A major reason for the digitisation is because these documents need to all corroborate and tell a consistent story of the transaction. The process of corroboration of these 3 documents is referred to as 3 way matching. The need for and process of 3 way matching vastly differ depending on who is conducting the match, the buyer or the seller.

Buyer’s Perspective:

The Buyer generates the PO and the Receipt and has this information which can be easily reconciled in their software. Need to match Invoice to the Purchase Order and Receipt. The Buyer needs to digitise the Invoice the other documents are already inside their ERP system.

There are a variety of reasons why a Buyer needs to perform 3 way matching:

  1. Ensuring that the purchase is authorised by matching an invoice and GRN with a Purchase Order
  2. Ensuring the correct product is purchased by matching across documents
  3. Ensuring the correct quantity authorised has been procured and delivered.
  4. Ensuring the price paid for each product was authorised
  5. Ensuring the correct vendor was selected and the correct vendor will eventually get paid, since the same products might be procured from different vendors
  6. Matching inventory with quantities in the GRN for downstream quality of data

Seller’s Perspective:

The Seller generates the Invoice and needs to make sure the PO and Receipt match the information in the Invoice. The Seller needs to digitise the Purchase Order and Receipt the Invoice is generated from his ERP.

Seller’s need for 3 Way Matching

  1. Checking if a Purchase order can be fulfilled given inventory in the system
  2. Ensuring goods shipped match the product that was requested
  3. Ensuring the correct customer was sent the requested product
  4. Ensuring the products requested are the ones that are delivered to the customer
  5. Ensuring the correct quantities are given to the customer
  6. Ensuring price in PO has a gross margin that can be fulfilled

Problems with Manual 3 Way Matching

Since the 3 way matching problem is fairly critical for both sides to meet their end of the contract efficiency and accuracy are paramount. However this is a fairly high process cost from a variety of perspectives:

Human Cost of Document Tracking and Errors

  1. It is a messy process especially when the PO is revised multiple times. Maintaining the correct version of the PO can be difficult. If not done correctly, it can lead to multiple payments, delivery of extra items, etc.
  2. There are multiple similar documents and transactions between a frequent supplier, buyer. These transactions can be consumed.
  3. The process cannot scale. Maintaining optimal human resources is hard when the volume of processing changes rapidly. Most companies have these departments overstaffed to compensate for spikes in volume

Payment or Procurement Delays

  1. Data from the documents is entered manually. This process becomes a bottleneck when the volume of documents processed increases
  2. Delays can lead to a delay in delivery / payment / procurement. Leading to a high cost of working capital or loss of revenue due to delays in procuring raw materials etc.

Inventory Errors

  1. If Inventory systems are not correctly integrated with this process there can be a high cost of miscalculating inventory. Resulting in overstocking, duplicate orders, under-stocking and loss of revenue.

Errors in 3 Way Matching

There are a variety of different errors that occur in this process. Below are a few examples

Vendor Matching Errors

Vendor matching is typically done based on two things, Vendor Name and Address. Since the same company could have various subsidiaries and different business units issuing similar invoices.
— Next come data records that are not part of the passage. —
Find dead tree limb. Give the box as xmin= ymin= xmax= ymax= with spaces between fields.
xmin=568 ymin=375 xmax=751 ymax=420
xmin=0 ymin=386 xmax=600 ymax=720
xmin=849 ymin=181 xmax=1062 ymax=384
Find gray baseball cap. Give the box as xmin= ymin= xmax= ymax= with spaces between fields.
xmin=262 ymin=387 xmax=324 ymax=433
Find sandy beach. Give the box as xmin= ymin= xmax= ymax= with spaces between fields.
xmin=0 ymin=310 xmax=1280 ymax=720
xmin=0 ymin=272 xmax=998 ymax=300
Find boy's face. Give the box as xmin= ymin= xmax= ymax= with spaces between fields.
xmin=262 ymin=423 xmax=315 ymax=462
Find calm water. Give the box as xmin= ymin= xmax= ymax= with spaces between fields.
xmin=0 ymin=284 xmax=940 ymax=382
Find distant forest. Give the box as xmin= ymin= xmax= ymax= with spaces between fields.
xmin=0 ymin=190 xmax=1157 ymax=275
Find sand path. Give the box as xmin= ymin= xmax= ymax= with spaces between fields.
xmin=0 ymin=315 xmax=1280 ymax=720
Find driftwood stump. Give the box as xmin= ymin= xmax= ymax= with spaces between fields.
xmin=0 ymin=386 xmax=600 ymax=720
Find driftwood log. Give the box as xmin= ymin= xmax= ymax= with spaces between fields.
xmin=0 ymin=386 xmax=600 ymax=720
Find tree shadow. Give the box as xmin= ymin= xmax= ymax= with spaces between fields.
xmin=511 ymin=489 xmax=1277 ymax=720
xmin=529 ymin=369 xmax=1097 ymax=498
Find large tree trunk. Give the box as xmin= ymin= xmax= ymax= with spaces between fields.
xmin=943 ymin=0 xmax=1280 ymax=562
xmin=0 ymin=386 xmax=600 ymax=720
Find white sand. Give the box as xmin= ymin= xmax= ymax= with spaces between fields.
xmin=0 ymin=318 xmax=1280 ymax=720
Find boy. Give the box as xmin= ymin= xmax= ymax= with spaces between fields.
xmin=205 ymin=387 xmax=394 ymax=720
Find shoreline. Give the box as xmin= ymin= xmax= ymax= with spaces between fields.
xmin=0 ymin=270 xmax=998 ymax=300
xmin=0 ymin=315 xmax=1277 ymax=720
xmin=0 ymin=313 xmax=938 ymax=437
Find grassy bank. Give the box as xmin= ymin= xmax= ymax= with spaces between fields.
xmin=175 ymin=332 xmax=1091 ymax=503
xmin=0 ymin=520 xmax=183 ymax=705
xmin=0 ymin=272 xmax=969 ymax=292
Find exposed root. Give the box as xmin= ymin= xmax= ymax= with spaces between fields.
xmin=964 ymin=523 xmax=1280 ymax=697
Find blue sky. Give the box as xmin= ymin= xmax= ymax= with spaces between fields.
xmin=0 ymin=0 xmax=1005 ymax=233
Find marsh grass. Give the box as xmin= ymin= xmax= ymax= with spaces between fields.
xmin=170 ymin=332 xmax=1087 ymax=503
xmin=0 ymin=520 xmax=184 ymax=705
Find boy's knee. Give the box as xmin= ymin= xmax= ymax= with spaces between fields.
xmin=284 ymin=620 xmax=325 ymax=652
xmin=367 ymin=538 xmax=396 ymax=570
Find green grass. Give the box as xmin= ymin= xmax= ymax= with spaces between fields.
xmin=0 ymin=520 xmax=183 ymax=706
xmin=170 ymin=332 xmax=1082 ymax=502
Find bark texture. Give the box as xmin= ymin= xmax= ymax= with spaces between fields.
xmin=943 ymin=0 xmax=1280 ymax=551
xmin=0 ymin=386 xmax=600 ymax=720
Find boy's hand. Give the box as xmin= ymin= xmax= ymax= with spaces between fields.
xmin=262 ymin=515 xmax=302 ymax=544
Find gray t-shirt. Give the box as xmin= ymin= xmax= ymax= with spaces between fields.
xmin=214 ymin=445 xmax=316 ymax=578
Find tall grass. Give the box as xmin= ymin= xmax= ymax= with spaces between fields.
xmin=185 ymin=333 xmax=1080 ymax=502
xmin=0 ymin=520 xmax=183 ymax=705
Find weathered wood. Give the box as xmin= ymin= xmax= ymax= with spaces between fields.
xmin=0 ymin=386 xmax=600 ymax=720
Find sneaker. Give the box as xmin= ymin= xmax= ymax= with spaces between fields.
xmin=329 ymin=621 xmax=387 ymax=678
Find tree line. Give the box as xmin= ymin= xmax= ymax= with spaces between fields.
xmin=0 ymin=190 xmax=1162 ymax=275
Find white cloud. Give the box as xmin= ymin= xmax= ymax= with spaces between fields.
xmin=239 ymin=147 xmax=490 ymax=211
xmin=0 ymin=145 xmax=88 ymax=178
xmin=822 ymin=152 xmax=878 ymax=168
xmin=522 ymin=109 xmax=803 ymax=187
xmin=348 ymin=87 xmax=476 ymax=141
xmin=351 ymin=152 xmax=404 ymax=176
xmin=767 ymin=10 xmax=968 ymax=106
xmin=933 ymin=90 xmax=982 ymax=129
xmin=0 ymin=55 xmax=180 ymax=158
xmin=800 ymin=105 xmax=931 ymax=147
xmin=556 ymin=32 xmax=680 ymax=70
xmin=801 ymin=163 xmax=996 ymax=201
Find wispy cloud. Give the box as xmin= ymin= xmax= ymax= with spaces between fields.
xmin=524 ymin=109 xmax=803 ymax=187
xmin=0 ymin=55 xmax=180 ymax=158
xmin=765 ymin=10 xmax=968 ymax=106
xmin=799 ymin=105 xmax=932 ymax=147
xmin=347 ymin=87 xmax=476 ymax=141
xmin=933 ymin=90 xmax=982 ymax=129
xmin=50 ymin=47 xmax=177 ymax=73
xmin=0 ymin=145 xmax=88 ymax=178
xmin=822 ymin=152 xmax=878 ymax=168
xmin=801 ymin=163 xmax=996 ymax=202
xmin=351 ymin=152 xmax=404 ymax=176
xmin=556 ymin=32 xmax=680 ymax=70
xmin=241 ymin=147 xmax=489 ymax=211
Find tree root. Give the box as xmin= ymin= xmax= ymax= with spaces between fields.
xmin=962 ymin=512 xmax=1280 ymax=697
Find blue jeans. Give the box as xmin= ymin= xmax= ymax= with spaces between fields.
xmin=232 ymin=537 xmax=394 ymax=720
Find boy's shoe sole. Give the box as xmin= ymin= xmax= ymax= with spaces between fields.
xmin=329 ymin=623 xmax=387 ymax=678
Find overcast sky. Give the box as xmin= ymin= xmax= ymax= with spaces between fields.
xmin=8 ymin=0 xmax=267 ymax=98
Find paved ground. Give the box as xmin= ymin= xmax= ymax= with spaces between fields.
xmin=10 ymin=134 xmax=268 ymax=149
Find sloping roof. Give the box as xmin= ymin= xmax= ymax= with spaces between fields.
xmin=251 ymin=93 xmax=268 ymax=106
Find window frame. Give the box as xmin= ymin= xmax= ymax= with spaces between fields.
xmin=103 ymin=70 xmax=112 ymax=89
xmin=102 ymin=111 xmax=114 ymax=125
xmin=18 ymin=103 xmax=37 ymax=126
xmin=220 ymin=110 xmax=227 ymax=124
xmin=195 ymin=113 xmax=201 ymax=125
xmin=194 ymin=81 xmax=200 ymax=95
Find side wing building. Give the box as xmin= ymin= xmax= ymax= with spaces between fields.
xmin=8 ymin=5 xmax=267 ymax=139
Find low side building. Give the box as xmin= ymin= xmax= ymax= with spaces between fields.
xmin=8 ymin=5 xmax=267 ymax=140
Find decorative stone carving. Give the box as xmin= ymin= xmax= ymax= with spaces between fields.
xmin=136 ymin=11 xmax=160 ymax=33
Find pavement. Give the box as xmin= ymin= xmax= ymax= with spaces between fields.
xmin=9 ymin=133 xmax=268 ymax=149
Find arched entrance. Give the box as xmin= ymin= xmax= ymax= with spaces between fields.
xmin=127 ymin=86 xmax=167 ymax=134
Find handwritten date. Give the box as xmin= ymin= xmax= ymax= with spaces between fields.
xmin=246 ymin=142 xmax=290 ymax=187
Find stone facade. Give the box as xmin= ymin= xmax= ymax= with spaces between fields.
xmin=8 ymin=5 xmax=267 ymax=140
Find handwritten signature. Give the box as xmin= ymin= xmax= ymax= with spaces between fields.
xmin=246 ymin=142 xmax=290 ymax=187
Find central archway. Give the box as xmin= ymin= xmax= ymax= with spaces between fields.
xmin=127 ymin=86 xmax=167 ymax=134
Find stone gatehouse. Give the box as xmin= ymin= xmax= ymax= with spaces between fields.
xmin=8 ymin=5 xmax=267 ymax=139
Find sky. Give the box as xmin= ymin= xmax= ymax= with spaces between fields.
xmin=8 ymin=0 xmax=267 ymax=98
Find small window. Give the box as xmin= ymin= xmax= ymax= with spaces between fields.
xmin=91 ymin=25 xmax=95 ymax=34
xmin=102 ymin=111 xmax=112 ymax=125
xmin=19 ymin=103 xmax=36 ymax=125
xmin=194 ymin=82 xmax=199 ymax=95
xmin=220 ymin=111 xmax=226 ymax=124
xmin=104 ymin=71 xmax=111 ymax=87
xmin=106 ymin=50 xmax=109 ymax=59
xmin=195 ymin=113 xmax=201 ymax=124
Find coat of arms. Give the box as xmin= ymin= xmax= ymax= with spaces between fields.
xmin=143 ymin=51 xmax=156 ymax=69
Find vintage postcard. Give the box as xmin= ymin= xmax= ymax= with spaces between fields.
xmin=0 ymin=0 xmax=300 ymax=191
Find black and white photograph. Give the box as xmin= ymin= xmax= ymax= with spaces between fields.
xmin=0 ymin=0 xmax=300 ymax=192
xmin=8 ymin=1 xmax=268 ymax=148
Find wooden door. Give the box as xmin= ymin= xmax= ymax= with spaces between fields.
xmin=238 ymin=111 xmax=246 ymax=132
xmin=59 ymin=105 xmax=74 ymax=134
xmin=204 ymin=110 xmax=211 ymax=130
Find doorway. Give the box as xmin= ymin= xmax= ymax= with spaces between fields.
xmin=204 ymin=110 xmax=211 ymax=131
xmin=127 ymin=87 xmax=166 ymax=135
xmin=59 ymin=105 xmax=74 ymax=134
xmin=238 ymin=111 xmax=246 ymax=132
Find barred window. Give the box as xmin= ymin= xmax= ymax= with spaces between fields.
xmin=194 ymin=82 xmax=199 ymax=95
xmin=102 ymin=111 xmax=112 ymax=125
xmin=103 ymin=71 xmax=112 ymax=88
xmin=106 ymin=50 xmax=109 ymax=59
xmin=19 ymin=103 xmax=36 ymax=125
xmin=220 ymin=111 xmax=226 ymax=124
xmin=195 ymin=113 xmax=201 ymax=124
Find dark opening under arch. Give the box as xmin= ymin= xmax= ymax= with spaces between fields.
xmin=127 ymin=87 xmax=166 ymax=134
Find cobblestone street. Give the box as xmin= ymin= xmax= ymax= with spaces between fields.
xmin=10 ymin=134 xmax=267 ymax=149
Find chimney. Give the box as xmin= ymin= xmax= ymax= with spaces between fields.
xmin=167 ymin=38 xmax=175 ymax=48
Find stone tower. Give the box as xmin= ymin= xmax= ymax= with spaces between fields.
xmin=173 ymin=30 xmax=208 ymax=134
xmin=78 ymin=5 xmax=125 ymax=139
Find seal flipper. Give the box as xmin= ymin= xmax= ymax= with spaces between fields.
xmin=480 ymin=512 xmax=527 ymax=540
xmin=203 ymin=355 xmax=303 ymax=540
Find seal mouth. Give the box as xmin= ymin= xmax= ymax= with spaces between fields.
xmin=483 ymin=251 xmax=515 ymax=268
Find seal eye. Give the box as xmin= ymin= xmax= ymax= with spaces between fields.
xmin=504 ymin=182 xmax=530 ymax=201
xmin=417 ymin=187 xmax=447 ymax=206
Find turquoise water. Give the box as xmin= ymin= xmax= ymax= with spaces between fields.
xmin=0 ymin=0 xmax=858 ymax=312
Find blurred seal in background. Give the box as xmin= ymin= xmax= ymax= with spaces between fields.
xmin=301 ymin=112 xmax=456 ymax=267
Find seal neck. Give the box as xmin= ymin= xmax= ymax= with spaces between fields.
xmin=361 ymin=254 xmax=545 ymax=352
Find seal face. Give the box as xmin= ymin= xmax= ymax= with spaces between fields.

If the address from the Purchase Order and Invoice don’t have the correct address and Vendor name identified there could be issues in matching. Also as can be clearly seen just direct text matching doesn't work in matching the Invoice and PO.

Purchase Order Invoice Status
Acme Inc. Acme Inc. Works
Acme Inc. Acme Inc. Africa Fails
Acme Acme LLC. Fails
Acme LLC. Acme LLC. Artillery Division Fails

Product Matching Errors

Products are the most difficult item to match since they rarely follow the same name in the purchase order and invoice and receipt. This is most likely the biggest cause for errors.

Causes for errors could be because there are different versions of the same product, different sizes, specifications and prices. The product might have had a recent update, a substitute for an unavailable item was provided etc.

Purchase Order Invoice Status
TYLENOL Sinus Pressure and Pain TYLENOL Sinus Pressure and Pain Works
Tylenol TYLENOL Sinus Pressure and Pain Fails
TYLENOL Sinus Pressure and Pain TYLENOL® Sinus Pressure and Pain Fails
TYLENOL Extra Strength TYLENOL Extra Strength Pain Reliever & Fever Reducer 500 mg Caplets Fails
TYLENOL Extra Strength Pain Reliever & Fever Reducer 500 mg Caplets TYLENOL Extra Strength Pain Reliever & Fever Reducer 250 mg Caplets Fails

Quantity Matching Errors

Even if the product is matched correctly there might be errors in matching the quantity if the product in a specified quantity is unavailable etc. This is typically true between the purchase order and GRN as well since there is usually a time lag between these two documents.

Price Matching Errors

If there was a change in price during the entire product purchase lifecycle or if the product was updated or substituted this error might occur.

Duplicate Documents

If there are frequent purchases of similar products from the same vendor there might be multiple documents that look very similar. If the reference number to a PO is not mentioned in the Invoice and on the GRN for either the Invoice or the PO then there is a significant scope for document mismatch.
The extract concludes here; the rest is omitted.